MLCommons publishes benchmarks for measuring AI security

MLCommons, a nonprofit organization that creates and maintains AI benchmarks, has announced a new approach to measuring the security of AI systems.

MLCommons introduced the new proof-of-concept benchmark AI Safety v0.5, which focuses on measuring the safety of large language models that power chatbots like ChatGPT. This is done by assessing an LLM’s responses to prompts in different “threat categories”. The proof of concept currently includes 43,000 test prompts with sentence fragments that indicate dangerous scenarios. The AI Safety v0.5 benchmark is now made available for experimentation and feedback.

AI security testing

The security of AI systems has been on the agenda for some time. There is increasing concern that these models can be abused in various ways, such as through phishing or other forms of cybercrime.

MLCommons has created a broad benchmark called MLCommons AI Safety v0.5 Proof-of-Concept that covers a comprehensive range of threats, including violent crime, child abuse, exploitation and hate. Within each of these categories, different interactions are tested that could pose a risk of harm. Currently, the benchmarks only focus on language models that support chatbots.

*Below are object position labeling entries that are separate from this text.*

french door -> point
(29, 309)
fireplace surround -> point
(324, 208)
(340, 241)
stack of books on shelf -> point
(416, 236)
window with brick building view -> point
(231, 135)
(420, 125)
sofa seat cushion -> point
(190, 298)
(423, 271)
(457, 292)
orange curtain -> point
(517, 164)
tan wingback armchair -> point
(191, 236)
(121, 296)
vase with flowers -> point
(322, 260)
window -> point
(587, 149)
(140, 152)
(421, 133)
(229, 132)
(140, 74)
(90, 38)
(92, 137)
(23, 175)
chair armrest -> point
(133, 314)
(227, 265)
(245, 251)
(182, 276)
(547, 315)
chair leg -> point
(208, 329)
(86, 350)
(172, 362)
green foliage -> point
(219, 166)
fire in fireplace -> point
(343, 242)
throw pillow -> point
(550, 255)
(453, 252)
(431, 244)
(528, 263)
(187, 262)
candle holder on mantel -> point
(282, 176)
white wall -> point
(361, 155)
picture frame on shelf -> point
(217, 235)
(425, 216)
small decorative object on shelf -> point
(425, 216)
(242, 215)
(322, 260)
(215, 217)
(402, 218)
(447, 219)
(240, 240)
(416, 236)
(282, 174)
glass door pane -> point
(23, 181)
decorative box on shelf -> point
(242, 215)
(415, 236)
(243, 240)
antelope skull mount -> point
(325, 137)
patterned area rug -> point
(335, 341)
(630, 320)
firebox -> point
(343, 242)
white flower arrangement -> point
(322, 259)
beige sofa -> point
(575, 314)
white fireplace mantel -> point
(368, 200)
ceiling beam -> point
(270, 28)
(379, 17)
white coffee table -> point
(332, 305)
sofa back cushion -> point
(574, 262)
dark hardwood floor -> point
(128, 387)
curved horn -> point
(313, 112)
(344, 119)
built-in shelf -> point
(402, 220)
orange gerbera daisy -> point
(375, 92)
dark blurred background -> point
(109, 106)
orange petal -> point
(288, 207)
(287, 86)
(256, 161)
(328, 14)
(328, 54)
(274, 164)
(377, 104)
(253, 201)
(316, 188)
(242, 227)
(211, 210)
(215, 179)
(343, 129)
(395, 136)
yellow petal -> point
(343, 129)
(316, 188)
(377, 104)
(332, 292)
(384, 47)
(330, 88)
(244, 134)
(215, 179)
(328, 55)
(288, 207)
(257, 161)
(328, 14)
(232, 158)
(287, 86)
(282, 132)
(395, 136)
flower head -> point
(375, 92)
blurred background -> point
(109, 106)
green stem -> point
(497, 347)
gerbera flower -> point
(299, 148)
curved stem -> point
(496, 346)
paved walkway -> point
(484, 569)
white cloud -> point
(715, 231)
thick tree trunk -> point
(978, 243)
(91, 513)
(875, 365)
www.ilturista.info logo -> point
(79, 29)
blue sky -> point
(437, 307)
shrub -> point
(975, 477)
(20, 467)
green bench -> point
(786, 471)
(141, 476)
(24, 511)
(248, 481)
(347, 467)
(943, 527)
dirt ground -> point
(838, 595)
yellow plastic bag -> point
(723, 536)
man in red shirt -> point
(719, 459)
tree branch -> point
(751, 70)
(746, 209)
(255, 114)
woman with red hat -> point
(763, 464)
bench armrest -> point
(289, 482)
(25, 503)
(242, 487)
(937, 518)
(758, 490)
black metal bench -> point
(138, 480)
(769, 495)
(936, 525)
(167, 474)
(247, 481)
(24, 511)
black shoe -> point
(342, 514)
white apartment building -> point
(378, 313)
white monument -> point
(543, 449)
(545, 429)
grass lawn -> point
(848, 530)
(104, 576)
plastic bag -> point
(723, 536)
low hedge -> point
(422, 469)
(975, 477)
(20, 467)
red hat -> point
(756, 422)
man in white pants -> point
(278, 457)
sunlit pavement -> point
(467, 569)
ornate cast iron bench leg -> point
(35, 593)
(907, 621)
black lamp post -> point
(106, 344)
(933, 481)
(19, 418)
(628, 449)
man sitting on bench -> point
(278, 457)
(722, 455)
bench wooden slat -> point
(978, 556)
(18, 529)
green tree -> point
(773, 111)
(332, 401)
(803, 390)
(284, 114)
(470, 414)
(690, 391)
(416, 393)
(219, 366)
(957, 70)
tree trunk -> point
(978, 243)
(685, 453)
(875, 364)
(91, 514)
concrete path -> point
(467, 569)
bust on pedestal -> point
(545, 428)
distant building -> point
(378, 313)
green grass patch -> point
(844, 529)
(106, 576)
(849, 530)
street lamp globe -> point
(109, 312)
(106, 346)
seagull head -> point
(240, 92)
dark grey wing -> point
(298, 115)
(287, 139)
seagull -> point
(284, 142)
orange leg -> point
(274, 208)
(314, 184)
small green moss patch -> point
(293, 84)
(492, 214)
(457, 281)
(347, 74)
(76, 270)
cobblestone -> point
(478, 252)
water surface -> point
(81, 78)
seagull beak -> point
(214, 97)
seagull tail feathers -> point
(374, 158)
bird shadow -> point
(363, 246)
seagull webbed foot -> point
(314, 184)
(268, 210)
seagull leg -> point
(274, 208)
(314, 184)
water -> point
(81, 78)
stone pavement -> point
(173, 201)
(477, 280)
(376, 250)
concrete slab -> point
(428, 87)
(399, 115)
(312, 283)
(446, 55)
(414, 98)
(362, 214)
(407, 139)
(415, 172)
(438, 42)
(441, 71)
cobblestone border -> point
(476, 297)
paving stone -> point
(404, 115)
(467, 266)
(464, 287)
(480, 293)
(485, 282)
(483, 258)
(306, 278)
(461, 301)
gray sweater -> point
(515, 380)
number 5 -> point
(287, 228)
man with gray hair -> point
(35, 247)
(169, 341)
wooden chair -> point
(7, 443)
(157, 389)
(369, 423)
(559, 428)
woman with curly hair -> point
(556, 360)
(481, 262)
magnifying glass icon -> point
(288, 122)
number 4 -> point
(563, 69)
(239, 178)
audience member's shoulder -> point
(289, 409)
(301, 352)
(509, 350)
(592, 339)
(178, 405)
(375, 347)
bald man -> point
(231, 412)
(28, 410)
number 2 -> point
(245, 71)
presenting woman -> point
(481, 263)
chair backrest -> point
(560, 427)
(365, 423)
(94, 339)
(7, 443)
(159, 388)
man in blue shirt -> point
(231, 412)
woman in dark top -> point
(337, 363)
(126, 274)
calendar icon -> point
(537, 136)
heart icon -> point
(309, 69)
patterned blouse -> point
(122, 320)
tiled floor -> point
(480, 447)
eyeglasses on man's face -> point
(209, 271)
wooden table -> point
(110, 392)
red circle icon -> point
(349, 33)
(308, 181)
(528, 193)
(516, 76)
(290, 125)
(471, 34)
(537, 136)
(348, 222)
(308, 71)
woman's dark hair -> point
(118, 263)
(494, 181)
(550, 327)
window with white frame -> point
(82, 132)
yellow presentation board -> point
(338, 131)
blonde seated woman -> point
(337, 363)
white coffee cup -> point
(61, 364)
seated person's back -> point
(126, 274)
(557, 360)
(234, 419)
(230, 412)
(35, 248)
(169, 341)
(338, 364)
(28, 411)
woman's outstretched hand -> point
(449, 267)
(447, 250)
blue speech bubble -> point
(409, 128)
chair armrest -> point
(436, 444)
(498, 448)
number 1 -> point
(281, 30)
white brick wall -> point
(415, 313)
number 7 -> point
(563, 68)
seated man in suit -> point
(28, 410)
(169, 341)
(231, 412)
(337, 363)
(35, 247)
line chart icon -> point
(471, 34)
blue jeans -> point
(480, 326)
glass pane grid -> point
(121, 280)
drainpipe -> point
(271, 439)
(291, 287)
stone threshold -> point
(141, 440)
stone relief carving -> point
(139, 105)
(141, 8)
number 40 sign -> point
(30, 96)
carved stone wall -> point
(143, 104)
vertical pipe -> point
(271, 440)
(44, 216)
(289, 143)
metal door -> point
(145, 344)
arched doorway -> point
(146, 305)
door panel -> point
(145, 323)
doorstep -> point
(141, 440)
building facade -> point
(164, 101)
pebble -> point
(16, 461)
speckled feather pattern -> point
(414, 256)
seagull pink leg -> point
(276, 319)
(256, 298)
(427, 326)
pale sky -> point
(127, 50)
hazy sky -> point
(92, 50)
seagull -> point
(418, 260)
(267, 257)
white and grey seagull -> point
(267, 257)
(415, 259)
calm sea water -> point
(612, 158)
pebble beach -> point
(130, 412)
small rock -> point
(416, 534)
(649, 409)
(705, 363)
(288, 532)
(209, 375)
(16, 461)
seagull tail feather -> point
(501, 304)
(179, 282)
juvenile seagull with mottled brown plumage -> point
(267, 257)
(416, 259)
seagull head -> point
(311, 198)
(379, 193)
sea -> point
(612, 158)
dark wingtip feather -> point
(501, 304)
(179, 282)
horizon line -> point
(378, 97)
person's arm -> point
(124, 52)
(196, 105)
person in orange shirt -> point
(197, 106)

The POC contains more than 43,000 test prompts that describe a series of sentence fragments with different danger scenarios, such as “How do you build a bomb?” The reactions to the danger warnings are evaluated using Meta’s Llama Guard.

Experimental phase

“We anticipate a rapidly growing range of AI applications being deployed worldwide and have developed a flexible approach to benchmarking that leverages a common testing pool to cover different use cases under different cultural or regulatory requirements, enabling AI “To increase security for various users worldwide.” said James Goel, co-lead of benchmark and testing workflow and senior director of technical standards, Qualcomm Technologies, Inc.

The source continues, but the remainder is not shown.